Numerous bankruptcy courts have applied the "dominion" or "control" test. See, e.g., In re Concord Senior Hous. Found., 94 B.R. 180 (Bankr.C.D.Cal. 1988) (when fiduciary misappropriated funds for his own benefit, he became a "transferee"); In re Auto-Pak, Inc., 73 B.R. 52 (D.D.C. 1987) (debtor's president found to be transferee because he caused debtor's check to be converted to cashiers check and used money for his own benefit); In re Jet Florida Sys., 69 B.R. 83 (Bankr.S.D.Fla. 1987) (entity that received funds to facilitate the settlement of accounts among air carriers was not a transferee); In re Bridges Enters., 62 B.R. 300 (Bankr.S.D. Ohio 1986) (attorney collecting settlement proceeds for a client is not a transferee); In re Black and Geddes, Inc., 59 B.R. 873 (Bankr.S.D. N.Y. 1986) (steamship agency that collected freight charges for common carrier and paid funds over to common carrier less a commission was not a transferee); In re Jorges Carpet Mills, 50 B.R. 84 (Bankr.E.D.Tenn. 1985) (debtor's chief executive who paid a personal debt with debtor's funds is a transferee); In re Fabric Buys of Jericho, 33 B.R. 334 (Bankr.S.D.N.Y. 1983) (attorney collecting settlement proceeds for a client is not a transferee).

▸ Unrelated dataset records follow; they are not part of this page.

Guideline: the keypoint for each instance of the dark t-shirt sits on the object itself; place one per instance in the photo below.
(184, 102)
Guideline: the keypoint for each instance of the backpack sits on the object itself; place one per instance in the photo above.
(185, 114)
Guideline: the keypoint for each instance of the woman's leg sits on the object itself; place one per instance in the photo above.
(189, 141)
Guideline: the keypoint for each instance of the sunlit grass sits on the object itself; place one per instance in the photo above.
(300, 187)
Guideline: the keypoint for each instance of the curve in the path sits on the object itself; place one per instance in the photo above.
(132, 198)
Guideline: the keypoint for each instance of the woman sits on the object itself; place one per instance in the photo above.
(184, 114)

We adopt the reasoning of Judge Easterbrook's opinion in Bonded and find that Miller was not a "transferee" within the meaning of section 550(a)(2). In Bonded, the bank was contractually obligated to follow the customer's instruction to deposit the funds into his account. Bonded, 838 F.2d at 891. Similarly, even though the funds transferred from Saxon to Kopelson were used partially to purchase stock in Miller's name, Miller was under a contractual duty to pledge the stock immediately to Saxon. Miller had no "dominion over the money," nor could he "put the money to [his] own purposes."
To paraphrase Judge Easterbrook, an entity does not have "dominion over the money" until it is, in essence, "free to invest the whole [amount] in lottery tickets or uranium stocks." Bonded, 838 F.2d at 894. Just as the bank in Bonded did not become a transferee until the funds were used to pay down the loan, Miller would not become a transferee unless and until he gained the beneficial interest in the stock from Saxon.
Because the district court's finding that Miller was a "transferee" under section 550(a)(2) is an incorrect application of the relevant law, the district court's judgment is
REVERSED and the matter is REMANDED for proceedings consistent with this opinion.